En todo caso, si bien Brunner se declara hostil al discurso de la NM y no a su programa de reformas, él mismo revela más adelante que, con o sin retórica, tiene un problema anterior con esas reformas: no le cree mucho al Estado. O al menos piensa que entre los ideólogos de la NM imperaría “un acendrado optimismo –tan radical como infundado– en las capacidades ordenadoras, interventoras, planificadoras, supervisoras y reguladoras del Estado”. En respuesta, reivindica la Tercera Vía que orientó a la Concertación, aquella de Tony Blair y del PSOE español, más abierta a la gestión privada de los bienes públicos y, sobre todo, a valorar la identidad de las nuevas clases medias: “La NM parece no entender –ni gustarle– los sectores medios de la sociedad con su cultura aspiracional, su demanda por seguridad y orden, su visión adquisitiva de la vida, el individualismo de sus miembros, sus gustos pequeño burgueses, su estética de televisión masiva, su bajo nivel de compromiso político-cultural y sus altas aspiraciones a diferenciarse…”. De aquí parte su provocadora crítica a lo que llama, intencionadamente, la “nueva élite” nacida al amparo de la NM.

ÉLITES Y TECNOCRACIAS

No hay páginas de su libro que Brunner parezca disfrutar más que aquellas donde se ocupa de rebatir las banderas antielitistas y antitecnocráticas de la NM. Exagere o no la radicalidad de esos discursos, es un hecho que la nueva coalición presumió de venir a corregir el sello tecnocrático de la Concertación, devolviendo a la política su vínculo social y desafiando la soberanía de los expertos. También se habló de reemplazar a las élites concertacionistas por nuevos cuadros dirigentes, más representativos de la movilidad social que de los privilegios de clase y, en ese sentido, embajadores de un anhelo para toda la sociedad.

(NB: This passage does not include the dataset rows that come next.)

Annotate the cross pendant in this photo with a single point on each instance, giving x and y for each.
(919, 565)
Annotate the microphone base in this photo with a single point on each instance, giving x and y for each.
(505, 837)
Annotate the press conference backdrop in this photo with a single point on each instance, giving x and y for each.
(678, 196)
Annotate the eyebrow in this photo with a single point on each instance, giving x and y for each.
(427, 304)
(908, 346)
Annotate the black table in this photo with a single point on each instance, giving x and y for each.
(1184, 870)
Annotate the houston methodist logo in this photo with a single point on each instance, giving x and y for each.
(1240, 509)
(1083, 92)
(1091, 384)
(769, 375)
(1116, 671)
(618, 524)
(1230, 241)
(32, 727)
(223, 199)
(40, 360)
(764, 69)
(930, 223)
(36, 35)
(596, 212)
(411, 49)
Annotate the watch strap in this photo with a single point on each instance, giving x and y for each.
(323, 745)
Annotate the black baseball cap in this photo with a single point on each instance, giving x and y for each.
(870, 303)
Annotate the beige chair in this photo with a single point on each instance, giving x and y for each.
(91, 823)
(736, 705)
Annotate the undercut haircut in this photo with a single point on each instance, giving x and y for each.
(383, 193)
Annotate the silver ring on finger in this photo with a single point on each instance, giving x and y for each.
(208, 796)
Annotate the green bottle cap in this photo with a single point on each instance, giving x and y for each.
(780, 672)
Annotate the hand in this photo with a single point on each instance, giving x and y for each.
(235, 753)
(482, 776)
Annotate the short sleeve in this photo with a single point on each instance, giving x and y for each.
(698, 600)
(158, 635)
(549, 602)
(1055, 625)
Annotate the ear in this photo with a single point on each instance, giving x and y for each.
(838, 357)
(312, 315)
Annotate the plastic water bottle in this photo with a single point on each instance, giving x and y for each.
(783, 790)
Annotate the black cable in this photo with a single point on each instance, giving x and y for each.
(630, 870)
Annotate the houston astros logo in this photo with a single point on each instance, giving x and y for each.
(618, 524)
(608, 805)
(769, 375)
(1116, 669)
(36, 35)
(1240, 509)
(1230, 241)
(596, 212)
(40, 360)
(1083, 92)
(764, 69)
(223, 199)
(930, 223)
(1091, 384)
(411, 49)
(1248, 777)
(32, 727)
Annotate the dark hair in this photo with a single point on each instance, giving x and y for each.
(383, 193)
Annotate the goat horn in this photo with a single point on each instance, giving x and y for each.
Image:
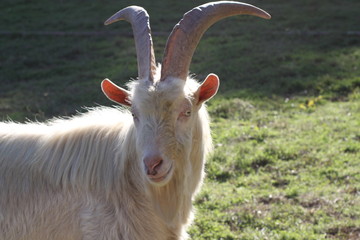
(186, 34)
(139, 19)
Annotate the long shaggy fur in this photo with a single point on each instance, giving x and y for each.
(81, 178)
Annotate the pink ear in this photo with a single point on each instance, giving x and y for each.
(115, 93)
(208, 88)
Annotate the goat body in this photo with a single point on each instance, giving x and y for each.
(112, 173)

Estas consignas tropezaron bien pronto. Desde luego, no se pudo evitar la tecnocracia, consustancial a la especialización de los saberes y que tarde o temprano interpone una puerta entre la voz de la ciudadanía y los asuntos públicos.

Pero es la fobia a las élites lo que lleva a Brunner a tomarse la cabeza. No sólo porque asimilar al Chile de hoy con aquella sociedad decimonónica dominada por unas cuantas familias le parece una falacia risible, sino porque la prueba irrefutable de ello sería la propia élite política que subió al poder con la NM (simbolizada por Peñailillo y Arenas), que poco le debe a sus apellidos y aun así se permite pintar una sociedad donde el “mérito” es la vil máscara del “efecto cuna”. “¿No percibe acaso nuestro progresismo la ruptura introducida por la modernidad, la democratización, la industrialización y la secularización entre la elite aristocrática de antaño y las élites contemporáneas?”. No es que estas últimas sean el resultado de una “meritocracia pura”, ideal inalcanzable, pero sí una mezcla de apellidos y méritos que, por lo demás, da lugar a élites distintas en cada ámbito de la sociedad, imposibles de entender como un solo bloque fusionado.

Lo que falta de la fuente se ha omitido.